Глубокая тишина царствовала в Европе, когда Фридерик Великий закрывал глаза свои навеки; но никогда подобная тишина не предшествовала столь сильной буре. Все было спокойно, и здание политической системы европейских государств казалось непоколебимым. Вдруг все взволновалось и вырвалось из обыкновенного своего хода…

И. Кайданов

«Руководство к познанию всеобщей политической истории». П., 1834

Полвека тому назад на полях Бельгии решались судьбы Европы. В честь павших под Ватерлоо при армии генерала фон Блюхера славных подданных великого герцогства Нассауского сегодня на Луизен-плаце в 11 часов утра состоится в присутствии его превосходительства коменданта, господина бургомистра и почетных граждан торжественное открытие памятного обелиска, на которое магистрат и дирекция вод приглашают достопочтенных обитателей старого города, а также всех временных гостей лечебного места.

Так сообщал в это жаркое августовское утро курортный листок. Оптические магазины публиковали о прокате зрительных трубок от талера до гульдена. Полки двигались в парадном облачении по главным улицам, оркестры гремели, флаги реяли над замком, вокзалом, казино и ваннами. Но магазины были открыты, а главное – почтамт работал.

– Нет ли письма пост-рестант на имя…

– Герр Тэодор фон Достоэфф?..

– Именно, я не впервые ведь…

«О подлый немец, он уже ухмыляется! И как он быстро перебрасывает свою пачку, ведь может пропустить…»

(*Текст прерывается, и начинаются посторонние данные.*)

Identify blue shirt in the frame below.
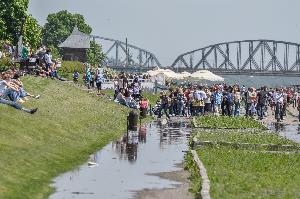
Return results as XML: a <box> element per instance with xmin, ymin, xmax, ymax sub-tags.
<box><xmin>214</xmin><ymin>92</ymin><xmax>223</xmax><ymax>105</ymax></box>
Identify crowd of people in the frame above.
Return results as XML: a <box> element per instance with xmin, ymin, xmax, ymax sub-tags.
<box><xmin>0</xmin><ymin>70</ymin><xmax>40</xmax><ymax>114</ymax></box>
<box><xmin>154</xmin><ymin>84</ymin><xmax>300</xmax><ymax>121</ymax></box>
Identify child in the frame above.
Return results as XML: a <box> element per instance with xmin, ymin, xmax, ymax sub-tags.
<box><xmin>140</xmin><ymin>98</ymin><xmax>149</xmax><ymax>118</ymax></box>
<box><xmin>73</xmin><ymin>70</ymin><xmax>79</xmax><ymax>83</ymax></box>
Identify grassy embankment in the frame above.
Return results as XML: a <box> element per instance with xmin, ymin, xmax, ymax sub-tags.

Меж быстролетных пальцев почтмейстера действительно проносились вихрем плотные конверты с прямоугольными и круглыми штемпелями империй, республик, княжеств и королевств.

– Нет, майн герр, ничего.

– Вы уверены?

– Извольте убедиться.

И на стойке перед оконцем легла веером колода писем, расцвеченных пестрыми гравюрками с проколотыми краями. Фиолетовые, лимонные, карминные, бронзово-зеленые, молочно-голубые, огненно-оранжевые, они являли в своих маленьких квадратах тончайшие очертания геральдических животных и горбоносые профили в эспаньолках и бакенбардах, под сквозным убранством лавров, венцов и повязок. Сквозь эти пестрые оконца в мир, казалось, поблескивали стремительные колеи международных поездов и широко расстилались во всех направлениях обветренные пространства материков. И легкими, летучими, невесомыми вестниками дальних стран мелькали под этими зубчатыми полихромными клочками в разноязычных почерках Востока и Запада имена, имена: фон Дорнах, Далейрак, Демидов, Даржансон, Дельфино, Деннекер, Джемаль, Домбровский, Доун… Действительно – ничего.

– Скажите, письма на имя банкирских контор, векселя и чеки получаются сюда же?..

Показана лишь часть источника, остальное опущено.